Similarly to Bor and Heimdall, the Metrics node uses a private key which is stored on disk. The Metrics key can be a different key than the Signer key used with Heimdall/Bor. If a Metrics private key gets compromised, the key is easy to revoke from the metrics streams’ access control lists and replace with a new one. While care should definitely be taken to safeguard the key, the damage from a compromised Metrics key is much less compared to an Owner or Signer key of the actual validator nodes getting compromised, as those can lead to theft of stake or heavy slashing.

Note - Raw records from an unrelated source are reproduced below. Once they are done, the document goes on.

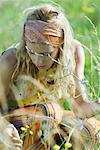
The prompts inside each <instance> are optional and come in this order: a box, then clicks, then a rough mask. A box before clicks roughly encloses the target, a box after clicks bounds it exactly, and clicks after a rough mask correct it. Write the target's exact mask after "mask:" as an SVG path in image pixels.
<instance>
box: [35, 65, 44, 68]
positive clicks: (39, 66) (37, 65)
mask: <svg viewBox="0 0 100 150" xmlns="http://www.w3.org/2000/svg"><path fill="white" fill-rule="evenodd" d="M45 66H46V65H37V67H38V68H44V67H45Z"/></svg>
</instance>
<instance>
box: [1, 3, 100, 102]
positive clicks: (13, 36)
mask: <svg viewBox="0 0 100 150" xmlns="http://www.w3.org/2000/svg"><path fill="white" fill-rule="evenodd" d="M45 2H50V3H56V5H59V6H61V7H62V8H63V9H64V12H65V14H66V17H67V18H68V20H69V21H70V24H71V26H72V29H73V31H74V36H75V38H76V39H78V40H79V41H80V42H81V43H82V44H83V45H84V51H85V62H86V63H85V80H86V83H87V85H86V86H87V88H88V91H89V92H87V93H88V95H89V97H90V99H91V100H94V99H96V98H98V97H99V96H100V86H99V84H100V40H99V39H100V8H99V6H100V1H99V0H95V1H94V0H76V1H74V0H52V1H51V0H38V1H36V0H28V1H27V0H1V1H0V52H3V51H4V50H6V49H7V48H8V47H10V46H12V45H16V44H17V43H18V42H19V40H20V32H21V29H22V28H21V27H22V25H23V20H24V17H23V16H24V13H25V9H27V8H28V7H34V6H35V5H37V4H40V3H45Z"/></svg>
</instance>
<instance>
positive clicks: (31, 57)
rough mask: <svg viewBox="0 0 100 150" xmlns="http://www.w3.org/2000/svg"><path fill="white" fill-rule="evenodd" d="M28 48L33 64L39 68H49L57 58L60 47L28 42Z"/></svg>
mask: <svg viewBox="0 0 100 150" xmlns="http://www.w3.org/2000/svg"><path fill="white" fill-rule="evenodd" d="M26 49H27V53H28V55H29V57H30V58H31V60H32V62H33V64H34V65H35V66H36V67H37V68H38V69H39V70H47V69H49V68H50V67H51V66H52V64H53V63H54V60H55V59H56V58H57V56H58V49H59V48H58V47H54V46H51V45H48V44H38V43H30V42H26Z"/></svg>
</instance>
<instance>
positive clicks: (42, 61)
mask: <svg viewBox="0 0 100 150" xmlns="http://www.w3.org/2000/svg"><path fill="white" fill-rule="evenodd" d="M44 62H45V60H44V58H43V57H41V56H39V57H38V58H37V63H39V64H43V63H44Z"/></svg>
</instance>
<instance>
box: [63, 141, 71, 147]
mask: <svg viewBox="0 0 100 150" xmlns="http://www.w3.org/2000/svg"><path fill="white" fill-rule="evenodd" d="M64 147H65V148H71V147H72V144H71V143H68V142H66V143H65V144H64Z"/></svg>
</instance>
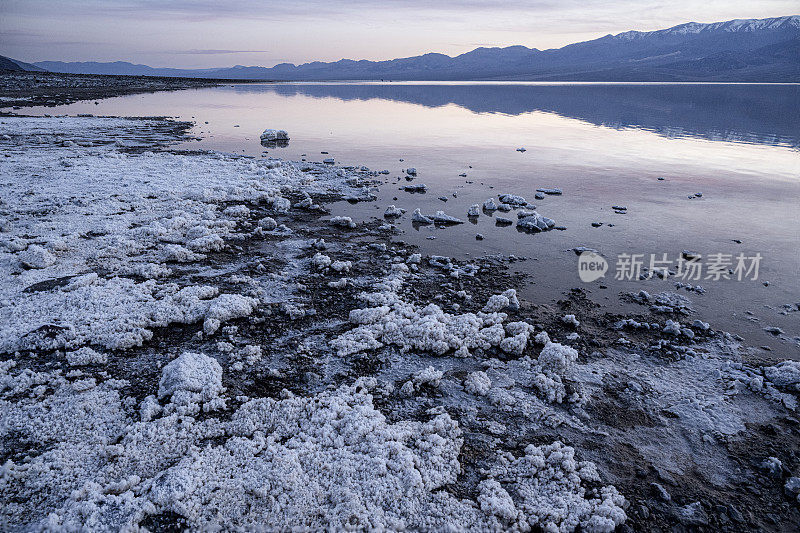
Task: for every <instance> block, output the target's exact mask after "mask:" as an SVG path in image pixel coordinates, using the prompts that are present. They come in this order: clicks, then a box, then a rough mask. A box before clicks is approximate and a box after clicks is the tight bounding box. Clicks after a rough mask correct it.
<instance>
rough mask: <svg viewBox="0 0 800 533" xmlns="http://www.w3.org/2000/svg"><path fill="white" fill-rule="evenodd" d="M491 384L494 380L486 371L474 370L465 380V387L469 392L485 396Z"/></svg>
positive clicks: (464, 387) (465, 388) (491, 383)
mask: <svg viewBox="0 0 800 533" xmlns="http://www.w3.org/2000/svg"><path fill="white" fill-rule="evenodd" d="M491 386H492V380H491V379H489V376H488V375H487V374H486V372H481V371H478V372H472V373H471V374H470V375H468V376H467V379H465V380H464V389H465V390H466V391H467V392H469V393H472V394H477V395H479V396H485V395H486V393H488V392H489V388H491Z"/></svg>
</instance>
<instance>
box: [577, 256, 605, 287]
mask: <svg viewBox="0 0 800 533" xmlns="http://www.w3.org/2000/svg"><path fill="white" fill-rule="evenodd" d="M606 272H608V261H606V259H605V257H603V256H602V255H600V254H597V253H595V252H583V253H581V255H579V256H578V276H579V277H580V278H581V281H583V282H584V283H591V282H593V281H597V280H598V279H600V278H602V277H603V276H605V275H606Z"/></svg>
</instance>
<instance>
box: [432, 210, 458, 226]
mask: <svg viewBox="0 0 800 533" xmlns="http://www.w3.org/2000/svg"><path fill="white" fill-rule="evenodd" d="M431 218H432V219H433V221H434V222H435V223H437V224H463V223H464V221H463V220H461V219H460V218H456V217H453V216H450V215H448V214H447V213H445V212H444V211H437V212H436V214H435V215H433V216H432V217H431Z"/></svg>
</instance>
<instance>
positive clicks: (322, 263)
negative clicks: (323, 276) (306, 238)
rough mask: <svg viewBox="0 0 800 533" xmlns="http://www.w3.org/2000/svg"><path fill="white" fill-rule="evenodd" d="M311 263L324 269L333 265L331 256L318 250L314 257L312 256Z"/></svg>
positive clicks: (321, 268)
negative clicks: (327, 254) (325, 253)
mask: <svg viewBox="0 0 800 533" xmlns="http://www.w3.org/2000/svg"><path fill="white" fill-rule="evenodd" d="M311 264H312V265H314V268H317V269H319V270H322V269H324V268H327V267H329V266H330V265H331V258H330V257H328V256H327V255H325V254H322V253H319V252H317V253H316V254H314V257H312V258H311Z"/></svg>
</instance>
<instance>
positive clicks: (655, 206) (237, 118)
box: [19, 82, 800, 359]
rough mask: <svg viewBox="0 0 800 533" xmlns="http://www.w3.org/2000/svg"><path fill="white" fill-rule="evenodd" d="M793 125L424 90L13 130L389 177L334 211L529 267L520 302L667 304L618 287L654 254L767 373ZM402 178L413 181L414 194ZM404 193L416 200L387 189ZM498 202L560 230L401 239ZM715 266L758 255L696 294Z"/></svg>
mask: <svg viewBox="0 0 800 533" xmlns="http://www.w3.org/2000/svg"><path fill="white" fill-rule="evenodd" d="M799 109H800V85H748V84H536V83H430V82H426V83H317V84H315V83H305V84H241V85H230V86H224V87H217V88H207V89H196V90H185V91H178V92H171V93H155V94H145V95H133V96H125V97H118V98H110V99H107V100H102V101H100V102H99V103H98V104H95V103H93V102H82V103H76V104H72V105H68V106H61V107H57V108H49V109H43V108H34V109H23V110H20V111H19V113H28V114H44V113H50V114H59V113H69V114H76V113H93V114H96V115H123V116H152V115H168V116H175V117H178V118H181V119H186V120H193V121H195V122H196V127H195V128H194V129H193V134H195V135H196V136H197V137H198V138H199V139H200V140H199V141H194V142H191V143H186V144H185V146H182V147H184V148H193V149H197V148H207V149H214V150H220V151H227V152H235V153H238V154H246V155H251V156H255V157H280V158H286V159H293V160H299V159H302V158H306V159H307V160H309V161H321V160H322V159H325V158H335V160H336V164H337V165H354V166H362V165H364V166H367V167H369V168H371V169H373V170H383V169H386V170H389V171H390V174H389V175H388V176H381V179H382V180H384V179H385V183H384V184H383V185H382V186H381V187H380V191H379V192H378V201H377V202H375V203H364V204H357V205H350V204H347V203H344V202H342V203H339V204H337V205H334V206H331V207H332V209H333V212H334V213H335V214H347V215H349V216H352V217H353V218H356V219H359V220H369V219H371V218H373V217H377V218H382V214H383V211H384V210H385V208H386V207H387V206H388V205H390V204H395V205H396V206H398V207H401V208H404V209H407V210H408V212H407V214H406V215H405V216H403V217H402V218H400V219H398V220H397V225H398V228H399V229H400V230H402V234H400V235H398V237H397V238H398V239H402V240H405V241H407V242H412V243H414V244H417V245H419V246H420V248H421V251H422V252H423V253H427V254H440V255H450V256H453V257H457V258H462V259H464V258H468V257H474V256H480V255H484V254H503V255H506V256H507V255H509V254H513V255H515V256H517V257H525V258H527V260H526V261H519V262H515V263H513V264H512V265H511V269H512V271H513V270H517V271H520V272H525V273H527V274H530V277H529V283H528V285H527V286H526V287H522V288H520V289H521V291H522V294H523V295H524V296H525V297H527V298H528V299H529V300H531V301H533V302H552V301H554V300H557V299H559V298H561V297H562V296H563V295H564V294H565V293H567V292H568V291H569V290H570V289H572V288H582V289H584V290H586V291H587V293H588V294H589V295H590V298H591V299H593V300H595V301H597V302H600V303H602V304H604V305H607V306H608V307H609V309H610V310H614V309H617V308H622V307H624V306H626V305H628V304H624V303H622V302H620V300H619V293H620V292H638V291H639V290H640V289H645V290H647V291H648V292H650V293H658V292H661V291H667V290H671V291H674V290H676V289H675V281H684V280H676V279H674V278H669V279H667V280H661V279H649V280H639V279H627V278H629V277H630V274H631V270H630V269H628V268H626V269H625V271H624V272H621V273H620V274H621V275H620V277H622V278H623V279H615V277H616V273H617V267H618V266H620V265H622V266H625V263H620V262H619V257H618V256H619V255H620V254H630V255H633V254H642V258H641V259H642V262H643V264H644V266H649V263H650V258H651V255H652V254H655V259H657V260H659V261H661V260H662V259H664V254H667V256H666V258H667V260H668V261H670V262H671V263H672V264H673V268H675V267H676V266H677V265H676V261H677V260H678V258H679V256H680V254H681V252H682V251H683V250H691V251H693V252H696V253H698V254H701V255H702V259H701V263H703V266H704V267H705V268H704V270H703V271H702V273H701V279H699V280H690V281H688V283H691V284H692V285H701V286H702V287H703V288H704V289H706V292H705V293H704V294H697V293H694V292H687V291H685V290H684V289H680V290H678V291H677V292H679V293H680V294H683V295H685V296H687V297H689V298H690V299H691V300H692V302H693V307H694V308H695V309H697V311H698V314H697V317H699V318H702V319H703V320H706V321H709V322H710V323H711V325H712V327H714V328H719V329H725V330H728V331H731V332H733V333H739V334H741V335H742V336H744V337H745V338H746V340H747V342H748V343H749V344H752V345H754V346H762V345H764V346H771V347H772V349H773V352H772V354H771V355H767V354H765V355H767V356H768V357H770V358H775V359H780V358H800V341H798V339H797V337H798V336H800V312H787V311H786V309H785V308H784V306H785V305H795V309H796V305H797V304H800V282H798V279H800V214H798V205H800V202H799V201H800V111H798V110H799ZM265 128H276V129H285V130H287V131H288V132H289V134H290V137H291V140H290V142H289V143H288V146H286V147H270V148H264V147H262V146H261V144H260V142H259V135H260V133H261V132H262V131H263V130H264V129H265ZM517 148H525V150H526V151H524V152H522V151H517ZM265 150H266V152H265ZM322 152H328V153H327V154H324V153H322ZM409 167H414V168H416V169H417V177H416V178H415V179H414V180H413V181H411V182H409V181H407V180H406V179H405V172H404V170H405V169H406V168H409ZM461 174H466V177H464V176H461ZM659 178H663V179H659ZM408 183H424V184H426V185H427V187H428V191H427V193H425V194H411V193H408V192H405V191H402V190H400V188H401V187H402V186H403V185H406V184H408ZM554 187H557V188H559V189H561V190H562V191H563V194H562V195H559V196H552V195H547V196H546V197H545V198H544V199H541V200H535V199H534V194H535V192H536V189H538V188H554ZM503 193H511V194H516V195H521V196H523V197H525V198H526V199H527V200H528V201H529V202H531V203H534V204H536V206H537V211H538V212H539V213H541V214H542V215H544V216H546V217H550V218H552V219H554V220H555V222H556V224H558V225H559V226H563V227H565V228H566V229H565V230H563V231H550V232H546V233H540V234H526V233H520V232H518V231H517V230H516V229H515V226H507V227H501V226H497V225H496V220H497V217H498V216H502V217H508V218H511V219H514V220H516V214H515V213H514V212H513V211H512V212H511V213H508V214H506V213H499V212H495V213H494V215H493V216H487V215H485V214H482V215H481V216H480V217H478V218H477V220H475V221H470V222H467V223H465V224H463V225H459V226H454V227H448V228H437V227H433V226H423V227H415V226H413V225H412V223H411V219H410V213H411V211H413V210H414V209H415V208H417V207H419V208H421V209H422V212H423V213H428V214H431V213H433V212H435V211H436V210H444V211H445V212H446V213H448V214H450V215H453V216H456V217H459V218H461V219H463V220H464V221H467V217H466V213H467V209H468V207H469V206H470V205H472V204H475V203H481V204H482V203H483V202H484V200H486V199H487V198H489V197H492V196H495V197H496V196H497V195H498V194H503ZM697 193H701V194H702V196H697ZM690 196H691V198H690ZM439 197H446V198H447V202H444V201H442V200H440V199H439ZM615 205H618V206H625V207H627V210H626V213H625V214H620V213H617V212H615V210H614V209H612V206H615ZM592 223H602V225H601V226H599V227H594V226H593V225H592ZM478 233H480V234H482V235H483V236H484V237H485V239H484V240H482V241H477V240H476V234H478ZM433 237H435V238H433ZM737 241H740V242H737ZM578 246H585V247H590V248H594V249H597V250H598V251H599V252H601V253H602V254H603V255H604V256H605V257H606V258H607V259H608V262H609V271H608V272H607V273H606V275H605V278H603V279H601V280H598V281H595V282H593V283H583V282H582V281H581V280H580V279H579V277H578V265H577V256H576V254H575V253H573V252H572V251H570V250H571V249H572V248H574V247H578ZM715 254H723V255H722V256H720V257H719V258H718V260H717V261H716V264H717V265H718V266H720V265H721V267H722V270H724V271H725V275H727V268H728V267H729V268H731V269H735V268H736V265H737V257H738V256H739V255H740V254H743V256H744V257H745V258H747V260H748V265H747V266H748V267H749V266H752V260H751V259H750V258H752V257H755V256H756V255H757V254H760V255H761V257H762V259H761V260H760V263H759V265H758V279H752V278H753V274H754V273H753V272H752V271H751V272H750V273H749V274H748V275H746V276H744V277H745V278H746V279H743V280H741V281H739V280H737V279H735V278H736V277H737V276H736V274H734V275H732V276H730V277H731V278H733V279H724V277H723V278H722V279H719V280H715V279H714V278H715V277H716V275H714V274H713V273H712V274H711V279H706V278H707V276H708V275H709V269H710V268H711V267H710V266H709V263H710V262H712V257H711V256H713V255H715ZM659 264H660V263H659ZM634 278H635V276H634ZM764 282H768V285H765V283H764ZM693 318H695V317H693ZM693 318H692V319H693ZM768 326H777V327H780V328H782V329H783V330H784V331H785V332H786V334H787V337H788V339H787V338H784V339H783V340H782V339H780V338H777V337H774V336H773V335H771V334H769V333H767V332H765V331H764V330H763V328H764V327H768Z"/></svg>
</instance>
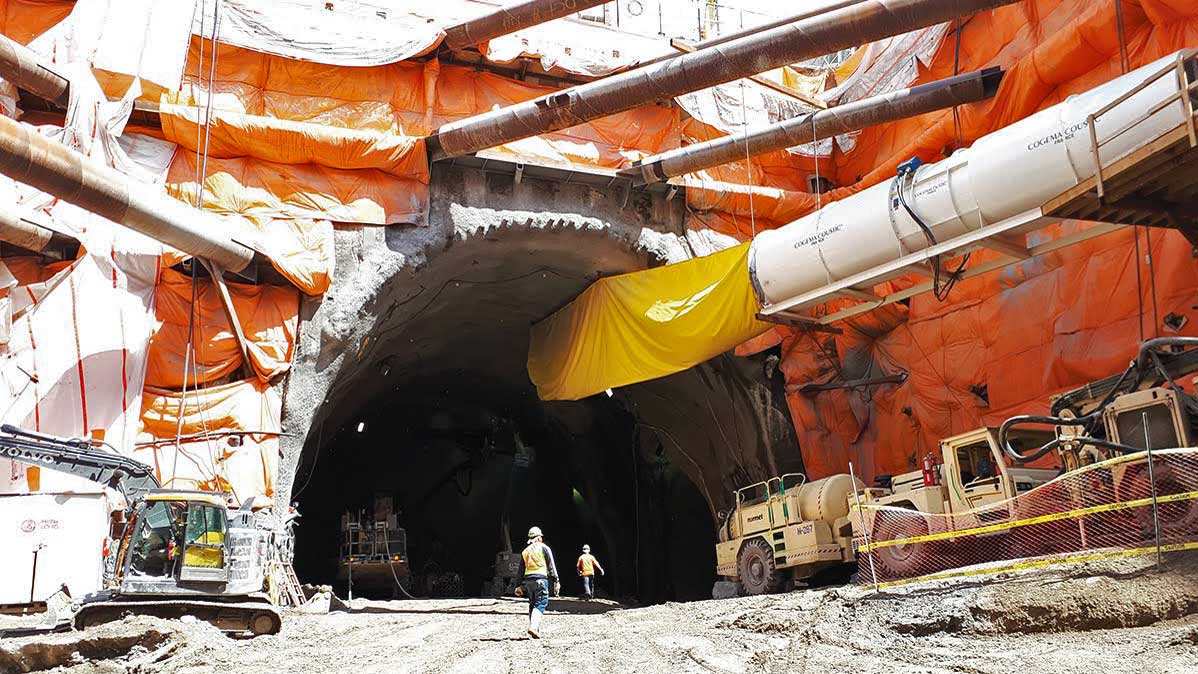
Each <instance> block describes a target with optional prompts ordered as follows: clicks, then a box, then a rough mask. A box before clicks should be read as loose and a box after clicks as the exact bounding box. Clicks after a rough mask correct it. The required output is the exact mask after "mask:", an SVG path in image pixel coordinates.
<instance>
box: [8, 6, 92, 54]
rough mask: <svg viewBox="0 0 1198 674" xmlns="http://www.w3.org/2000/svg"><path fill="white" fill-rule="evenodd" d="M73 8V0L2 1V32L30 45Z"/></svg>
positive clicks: (21, 42)
mask: <svg viewBox="0 0 1198 674" xmlns="http://www.w3.org/2000/svg"><path fill="white" fill-rule="evenodd" d="M73 8H74V1H73V0H0V32H2V34H5V35H6V36H8V37H11V38H13V40H14V41H17V42H19V43H22V44H29V42H30V41H31V40H34V38H35V37H37V36H38V35H42V34H43V32H46V31H47V30H49V28H50V26H53V25H55V24H58V23H59V22H61V20H62V19H65V18H67V14H69V13H71V10H73Z"/></svg>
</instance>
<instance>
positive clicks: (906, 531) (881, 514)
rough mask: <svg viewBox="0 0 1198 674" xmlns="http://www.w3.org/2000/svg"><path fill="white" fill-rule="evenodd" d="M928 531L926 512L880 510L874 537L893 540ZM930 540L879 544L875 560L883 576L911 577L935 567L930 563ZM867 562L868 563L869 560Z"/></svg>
mask: <svg viewBox="0 0 1198 674" xmlns="http://www.w3.org/2000/svg"><path fill="white" fill-rule="evenodd" d="M924 535H927V520H925V518H924V516H922V515H919V514H918V512H914V511H912V512H910V514H907V512H895V511H882V512H878V516H877V520H876V521H875V523H873V534H872V536H871V539H870V540H871V541H873V542H878V541H893V540H895V539H904V538H913V536H924ZM928 547H930V546H928V544H927V542H913V544H897V545H891V546H885V547H879V548H877V549H875V551H873V561H875V564H876V565H877V571H878V576H879V577H884V578H887V579H891V581H894V579H901V578H910V577H914V576H921V575H924V573H928V572H931V571H933V569H928V567H927V561H928V560H930V558H931V554H930V551H928ZM866 564H867V563H866Z"/></svg>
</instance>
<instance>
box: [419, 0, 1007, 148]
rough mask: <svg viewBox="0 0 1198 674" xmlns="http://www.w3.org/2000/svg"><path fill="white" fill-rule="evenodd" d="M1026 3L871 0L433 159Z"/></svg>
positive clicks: (681, 56)
mask: <svg viewBox="0 0 1198 674" xmlns="http://www.w3.org/2000/svg"><path fill="white" fill-rule="evenodd" d="M1016 1H1018V0H864V1H861V2H858V4H854V5H849V6H847V7H843V8H840V10H836V11H833V12H825V13H822V14H818V16H815V17H811V18H809V19H804V20H800V22H795V23H788V24H785V25H781V26H778V28H774V29H770V30H766V31H760V32H755V34H752V35H749V36H745V37H742V38H738V40H733V41H731V42H727V43H725V44H721V45H720V47H719V48H718V49H703V50H700V51H695V53H691V54H683V55H680V56H676V57H673V59H670V60H667V61H662V62H660V63H655V65H653V66H648V67H643V68H636V69H634V71H629V72H625V73H619V74H616V75H612V77H609V78H605V79H601V80H598V81H593V83H589V84H583V85H579V86H575V87H570V89H567V90H563V91H557V92H553V93H550V95H546V96H541V97H540V98H534V99H532V101H527V102H524V103H518V104H515V105H508V107H507V108H502V109H500V110H495V111H491V113H485V114H482V115H477V116H473V117H468V119H465V120H460V121H456V122H452V123H448V125H444V126H443V127H441V129H440V130H438V132H437V134H436V135H434V136H431V138H429V146H430V157H431V158H432V159H443V158H447V157H458V156H461V154H468V153H472V152H478V151H480V150H486V148H489V147H496V146H498V145H503V144H506V142H512V141H514V140H520V139H524V138H528V136H533V135H538V134H543V133H547V132H553V130H559V129H563V128H569V127H573V126H576V125H581V123H583V122H587V121H591V120H595V119H599V117H605V116H607V115H615V114H617V113H622V111H624V110H630V109H633V108H636V107H637V105H643V104H647V103H653V102H658V101H667V99H671V98H673V97H674V96H680V95H683V93H686V92H690V91H698V90H701V89H707V87H710V86H715V85H718V84H722V83H726V81H731V80H734V79H738V78H742V77H746V75H751V74H757V73H761V72H764V71H768V69H770V68H776V67H779V66H783V65H787V63H797V62H799V61H804V60H807V59H812V57H816V56H819V55H823V54H830V53H833V51H837V50H840V49H845V48H848V47H854V45H859V44H864V43H866V42H873V41H876V40H882V38H884V37H891V36H895V35H902V34H904V32H909V31H912V30H916V29H920V28H926V26H930V25H934V24H938V23H943V22H946V20H950V19H954V18H957V17H962V16H969V14H973V13H976V12H980V11H984V10H992V8H994V7H1000V6H1004V5H1012V4H1015V2H1016Z"/></svg>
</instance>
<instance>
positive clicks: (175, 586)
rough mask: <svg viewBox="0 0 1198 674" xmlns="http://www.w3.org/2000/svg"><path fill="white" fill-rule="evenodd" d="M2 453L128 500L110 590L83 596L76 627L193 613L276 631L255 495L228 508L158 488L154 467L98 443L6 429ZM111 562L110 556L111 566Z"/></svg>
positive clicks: (112, 566)
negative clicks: (268, 583)
mask: <svg viewBox="0 0 1198 674" xmlns="http://www.w3.org/2000/svg"><path fill="white" fill-rule="evenodd" d="M0 456H2V457H5V459H10V460H12V461H17V462H20V463H25V464H29V466H37V467H40V468H43V469H50V470H58V472H62V473H68V474H72V475H77V476H80V478H84V479H87V480H91V481H93V482H98V484H101V485H104V486H107V487H109V488H111V490H115V491H117V492H120V493H121V494H122V496H123V497H125V508H123V509H122V510H121V511H120V512H119V514H116V515H114V523H113V530H114V536H113V538H114V540H116V541H117V545H116V549H115V551H111V552H108V551H107V554H108V555H109V557H111V558H113V559H111V561H109V563H108V564H107V571H105V589H103V590H101V591H99V593H95V594H91V595H87V596H85V597H83V600H81V603H80V605H79V606H78V608H77V609H75V612H74V615H73V618H72V620H73V624H74V627H75V629H79V630H83V629H85V627H89V626H92V625H98V624H102V623H108V621H111V620H119V619H120V618H122V617H125V615H127V614H145V615H157V617H162V618H181V617H183V615H193V617H195V618H198V619H201V620H205V621H207V623H211V624H213V625H216V626H217V627H219V629H220V630H223V631H226V632H242V633H244V632H248V633H252V634H254V636H259V634H273V633H277V632H278V631H279V629H280V626H282V618H280V615H279V612H278V611H277V609H276V608H274V606H273V605H272V603H271V601H270V597H268V596H267V595H266V594H265V593H262V589H264V584H265V569H266V566H267V561H268V560H267V557H268V554H270V549H271V548H272V546H271V542H272V540H271V536H272V535H273V533H272V532H270V530H268V529H265V528H261V527H259V526H258V524H256V523H255V512H254V510H255V505H254V503H253V499H250V500H249V502H247V503H244V504H242V505H241V508H240V509H236V510H232V509H230V508H229V506H228V505H226V504H225V499H224V497H223V496H222V494H217V493H212V492H199V491H184V490H170V488H162V485H159V484H158V480H157V478H156V476H155V473H153V469H152V468H150V467H149V466H146V464H144V463H141V462H139V461H135V460H133V459H129V457H127V456H122V455H120V454H117V453H116V451H115V450H113V449H104V447H103V444H102V443H99V442H97V441H91V439H84V438H60V437H55V436H49V435H44V433H37V432H32V431H26V430H23V429H19V427H17V426H12V425H7V424H5V425H4V426H0ZM105 561H107V560H105Z"/></svg>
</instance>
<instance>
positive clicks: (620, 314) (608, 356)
mask: <svg viewBox="0 0 1198 674" xmlns="http://www.w3.org/2000/svg"><path fill="white" fill-rule="evenodd" d="M748 257H749V244H748V243H744V244H740V245H737V247H734V248H730V249H727V250H721V251H720V253H716V254H714V255H708V256H706V257H696V259H694V260H688V261H685V262H679V263H677V265H668V266H665V267H658V268H655V269H646V271H643V272H634V273H630V274H623V275H619V277H611V278H607V279H600V280H599V281H597V283H595V284H594V285H592V286H591V287H588V289H587V290H586V291H585V292H583V293H582V295H581V296H579V298H577V299H575V300H574V302H571V303H570V304H569V305H567V306H565V308H564V309H562V310H559V311H557V312H556V314H553V315H552V316H550V317H547V318H545V320H544V321H541V322H540V323H537V324H536V326H533V328H532V341H531V344H530V347H528V376H530V377H531V378H532V382H533V383H534V384H537V393H538V395H539V396H540V399H541V400H577V399H580V397H586V396H588V395H594V394H597V393H599V391H601V390H604V389H609V388H615V387H622V385H628V384H634V383H636V382H643V381H647V379H653V378H657V377H664V376H666V375H671V374H673V372H679V371H682V370H685V369H686V368H691V366H694V365H697V364H700V363H702V362H704V360H707V359H709V358H713V357H715V356H718V354H720V353H724V352H725V351H728V350H731V348H733V347H736V346H737V345H738V344H740V342H743V341H745V340H748V339H751V338H754V336H756V335H758V334H761V333H763V332H764V330H766V329H768V328H769V327H770V323H763V322H761V321H758V320H757V318H756V314H757V309H758V306H757V298H756V297H755V296H754V292H752V286H751V285H750V283H749V265H748Z"/></svg>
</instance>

The Metrics node does not need to open any ports, which helps secure it against DoS attacks - although it does need to allow traffic in a range of UDP ports.
With proper isolation from the Bor and Heimdall nodes as described above, possible attacks can only disrupt the metrics system: either individual Metrics nodes or the whole Metrics network itself. Disrupting individual nodes does not compromise the data flow in the network as a whole, as data always travels through many redundant paths through the network.
On the network level, all P2P networks are by their nature vulnerable to certain types of attacks, in particular eclipse attacks. This applies to for example Bitcoin, Ethereum, Polygon Bor, Polygon Heimdall, and the proposed Metrics network. The chosen network parameters play a large role in how robust the network is against attacks. For example, blockchain networks typically defend against eclipse attacks by having a high number of connections to other peers (up to hundreds), which is a performance vs. security tradeoff.
Unlike blockchains, the Metrics network is ‘only’ a data distribution network and does not secure digital assets nor maintain consensus. It is therefore a lower-value target and lower-risk overall: a nice-to-have, but not connected to the operation of the Bor or Heimdall networks in any way. This also allows the Metrics network to choose a slightly less defensive P2P parameterization to fit the use case better, improve efficiency, and reduce bandwidth consumption.